Back in November, Qualcomm found itself in the sights of Broadcom, receiving a massive $130 billion takeover offer. At the time, Qualcomm rejected the bid, stating that the amount offered did not truly represent the value of the company. Rumors of a hostile takeover brewed in the months that followed, leading up to Broadcom’s increased $145 billion offer earlier this week. This was said to be Broadcom’s ‘best and final offer’, but it wasn’t enough to sway the Qualcomm board.
Doing the math, $145 billion works out to $82 per share. However, Qualcomm has said that the offer was ‘unanimously’ rejected, with the company arguing that it “falls well short of the firm regulatory commitment” required. Regulators across the world already have their eyes on Qualcomm, with various anti-trust cases out against the company, such a huge merger between Qualcomm and Broadcom would invite more regulator scrutiny and in a worst case scenario, governments could block the deal on anti-monopoly grounds.
In a letter to Broadcom CEO, Hock Tan, Qualcomm’s chairman, Paul Jacobs expressed his regulatory concerns: “It is indisputable that there are significant regulatory hurdles in your proposed transaction. It is also indisputable that if Qualcomm entered into a merger agreement and, after an extended regulatory review period the transaction did not close, Qualcomm would be enormously and irreparably damaged.”

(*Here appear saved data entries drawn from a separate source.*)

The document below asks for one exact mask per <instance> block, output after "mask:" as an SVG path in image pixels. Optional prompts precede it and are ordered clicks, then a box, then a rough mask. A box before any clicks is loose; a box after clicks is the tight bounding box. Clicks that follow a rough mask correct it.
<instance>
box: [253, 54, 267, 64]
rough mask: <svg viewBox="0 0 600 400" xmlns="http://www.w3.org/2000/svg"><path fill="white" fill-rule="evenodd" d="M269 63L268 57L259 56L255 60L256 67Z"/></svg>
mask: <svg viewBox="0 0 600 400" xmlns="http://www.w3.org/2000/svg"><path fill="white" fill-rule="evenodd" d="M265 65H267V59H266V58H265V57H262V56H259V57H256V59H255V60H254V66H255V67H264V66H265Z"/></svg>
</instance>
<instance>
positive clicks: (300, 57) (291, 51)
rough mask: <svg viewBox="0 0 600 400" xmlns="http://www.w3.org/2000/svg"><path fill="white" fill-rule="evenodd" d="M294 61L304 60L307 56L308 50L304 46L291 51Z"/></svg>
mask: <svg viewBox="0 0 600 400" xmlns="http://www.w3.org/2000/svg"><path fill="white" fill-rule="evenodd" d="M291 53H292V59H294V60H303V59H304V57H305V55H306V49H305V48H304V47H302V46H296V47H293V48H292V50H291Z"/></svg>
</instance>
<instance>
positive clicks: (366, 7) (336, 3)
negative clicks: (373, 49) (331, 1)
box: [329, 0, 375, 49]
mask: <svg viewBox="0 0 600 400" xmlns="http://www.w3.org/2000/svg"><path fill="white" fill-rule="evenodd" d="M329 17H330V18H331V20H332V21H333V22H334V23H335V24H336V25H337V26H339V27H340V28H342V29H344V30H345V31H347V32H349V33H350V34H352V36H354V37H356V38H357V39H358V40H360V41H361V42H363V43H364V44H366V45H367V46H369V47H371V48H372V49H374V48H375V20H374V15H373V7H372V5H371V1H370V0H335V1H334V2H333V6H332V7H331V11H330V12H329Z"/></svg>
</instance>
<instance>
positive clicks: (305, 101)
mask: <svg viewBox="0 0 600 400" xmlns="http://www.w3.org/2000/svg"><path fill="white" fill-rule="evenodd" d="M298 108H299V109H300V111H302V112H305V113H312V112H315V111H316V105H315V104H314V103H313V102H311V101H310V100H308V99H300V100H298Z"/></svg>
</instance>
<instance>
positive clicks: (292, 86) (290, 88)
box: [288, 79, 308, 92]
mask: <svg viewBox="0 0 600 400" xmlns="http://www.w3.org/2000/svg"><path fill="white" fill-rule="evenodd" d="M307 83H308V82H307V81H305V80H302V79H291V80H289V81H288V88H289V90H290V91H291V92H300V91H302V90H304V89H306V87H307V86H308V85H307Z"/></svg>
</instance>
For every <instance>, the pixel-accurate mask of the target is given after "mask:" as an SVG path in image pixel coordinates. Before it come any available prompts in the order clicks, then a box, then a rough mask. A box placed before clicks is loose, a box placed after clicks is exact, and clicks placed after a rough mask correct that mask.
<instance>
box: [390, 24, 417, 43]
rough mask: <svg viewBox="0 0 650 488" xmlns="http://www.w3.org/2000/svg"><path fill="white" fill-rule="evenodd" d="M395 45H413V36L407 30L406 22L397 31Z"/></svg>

The door for a takeover isn’t entirely closed though. The letter also goes on to note that “If you are not willing to agree to do whatever is necessary to ensure a transaction closes, we will need you to be extremely clear and specific about exactly what actions you would refuse to take, so that we can properly evaluate the risk to Qualcomm’s shareholders.”
Qualcomm and Broadcom’s top brass will be meeting again to discuss all of this. From the sounds of it, if Broadcom can guarantee that the transaction will close, then an agreement could be reached. However, making such a guarantee is a tall order and may end up being impossible. Just this week, Apple caught the eyes of the European Commission with its proposed Shazam acquisition valued at just $400 million, a minor acquisition compared to Broadcom’s proposed $145 billion+ bid.
KitGuru Says: The Broadcom/Qualcomm proposal has a huge set of challenges to overcome and ultimately, may not be possible. However, it doesn’t sound like we’ve heard the last of this story just yet.